A dificuldade para que os países mais pobres enfrentem a mudança do clima foi debatida também durante o Finance in Common Summit, encontro mundial de bancos de desenvolvimento, realizado em Cartagena, na Colômbia.
O evento reuniu instituições que, juntas, somam mais de US$23 trilhões em ativos e são responsáveis por mais de US$ 2,5 trilhões em investimentos anualmente. Os bancos de desenvolvimento debateram com a sociedade civil o papel que podem ter no preenchimento dessa lacuna de recursos voltados ao enfrentamento climático em países emergentes.
As discussões aconteceram à luz de dados relevantes, como o fato de os países emergentes receberem só 27% dos investimentos necessários para endereçar os riscos relacionados às mudanças climáticas. Ou o fato de apenas uma menor parte desses recursos partir do setor privado. Quando se analisa o investimento por tipo de capital, em países ricos, os recursos privados respondem por 78% dos investimentos climáticos. Já nas nações em desenvolvimento, o capital privado é responsável, em média, por 40% dos recursos destinados a questões relacionadas ao clima.
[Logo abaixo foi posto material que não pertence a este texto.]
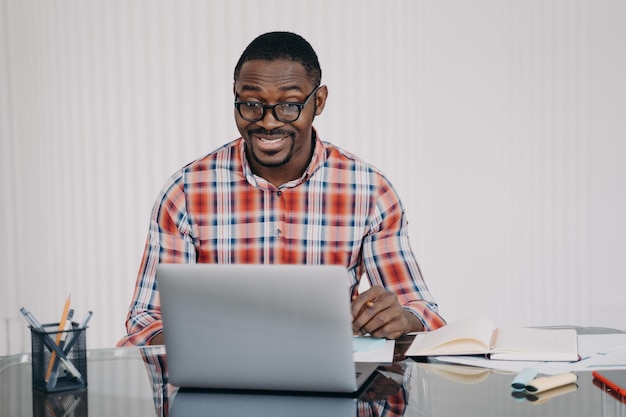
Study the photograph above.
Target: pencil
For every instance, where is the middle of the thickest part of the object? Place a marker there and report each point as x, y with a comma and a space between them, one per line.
66, 310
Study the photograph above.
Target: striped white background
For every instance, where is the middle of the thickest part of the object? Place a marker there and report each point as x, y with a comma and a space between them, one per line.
501, 123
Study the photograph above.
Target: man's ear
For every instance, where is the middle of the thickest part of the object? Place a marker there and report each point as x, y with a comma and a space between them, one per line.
320, 99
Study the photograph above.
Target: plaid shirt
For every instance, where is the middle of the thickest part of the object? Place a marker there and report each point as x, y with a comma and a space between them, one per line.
341, 211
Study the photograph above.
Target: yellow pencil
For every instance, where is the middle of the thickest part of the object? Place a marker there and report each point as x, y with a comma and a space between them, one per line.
66, 310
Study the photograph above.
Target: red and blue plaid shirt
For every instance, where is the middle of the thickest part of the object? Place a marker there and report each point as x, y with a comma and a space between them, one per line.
341, 211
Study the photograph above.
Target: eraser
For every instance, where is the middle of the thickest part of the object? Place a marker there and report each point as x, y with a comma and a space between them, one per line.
548, 382
544, 396
523, 378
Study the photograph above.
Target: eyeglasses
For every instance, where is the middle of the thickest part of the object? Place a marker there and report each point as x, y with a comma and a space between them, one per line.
254, 111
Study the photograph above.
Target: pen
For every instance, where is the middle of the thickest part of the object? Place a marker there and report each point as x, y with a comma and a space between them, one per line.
52, 382
82, 325
30, 319
66, 309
Os dados integram um trabalho apresentado durante o encontro na Colômbia por instituições como o Arapyaú, o Cebri (Centro Brasileiro de Relações Internacionais) e o iCS (Instituto Clima e Sociedade), além do próprio BNDES (Banco Nacional de Desenvolvimento Econômico e Social).
O documento defende que os bancos de desenvolvimento podem aumentar o seu impacto ao se aliar à filantropia. Ao trabalhar lado a lado, os dois atores têm a possibilidade de aumentar a mobilização e dar escala aos investimentos que contribuem com o enfrentamento da questão do clima e com a busca pelos ODS (Objetivos de Desenvolvimento Sustentável), das Nações Unidas.
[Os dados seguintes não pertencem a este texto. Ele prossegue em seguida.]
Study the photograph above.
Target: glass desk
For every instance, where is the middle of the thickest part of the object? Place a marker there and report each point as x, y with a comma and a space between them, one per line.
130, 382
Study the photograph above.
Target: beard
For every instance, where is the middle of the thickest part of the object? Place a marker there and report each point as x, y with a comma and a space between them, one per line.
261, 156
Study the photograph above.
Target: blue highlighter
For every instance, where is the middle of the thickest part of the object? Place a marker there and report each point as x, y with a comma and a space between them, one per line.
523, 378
À filantropia cabe exercer alguns papéis que não se encaixam ou ficam à margem das prioridades de atores tradicionais, como governos, fundos globais e setor privado, direcionando recursos para regiões menos atendidas ou patrocinando soluções em caráter piloto que possam gerar inovações e ganhar escala.
A diretora-geral do Instituto Arapyaú, Renata Piazzon, foi uma das autoras do trabalho. Em sua coluna de setembro no Poder 360, ela argumentou: “na busca de alternativas que colaborem para o financiamento da transição para um modelo de desenvolvimento sustentável, resiliente e inclusivo, um dos pontos fundamentais é a união estratégica de diferentes tipos de capital, como o público, o privado ou o filantrópico, de modo a criar complementaridade entre eles, aumentando a escala e a eficiência dos investimentos”.
Uma das vantagens da união entre o capital filantrópico e o de bancos de desenvolvimento, segundo o documento, é o fato de unirem características diferentes, como a agilidade e propensão a testes da filantropia e os grandes montantes nas mãos dessas instituições. O trabalho conjunto seria possível com a adoção da modalidade de blended finance.
O trabalho cita como case o edital de blended finance do BNDES vencido pelo projeto do Certificado de Recebíveis Agrícolas (CRA) sustentável, criado para apoiar produtores de cacau que plantam em sistemas agroflorestais no sul da Bahia. O CRA sustentável tem o Instituto Arapyaú como um dos seus formuladores e traz, além da vantagem do financiamento, outros benefícios do trabalho conjunto, como a assistência técnica aos agricultores. É um exemplo de como o mecanismo de blended finance ultrapassa o potencial de financiar projetos ao integrar os ativos que cada um dos atores pode trazer, como posicionamento de mercado, troca de conhecimento e criação de redes colaborativas.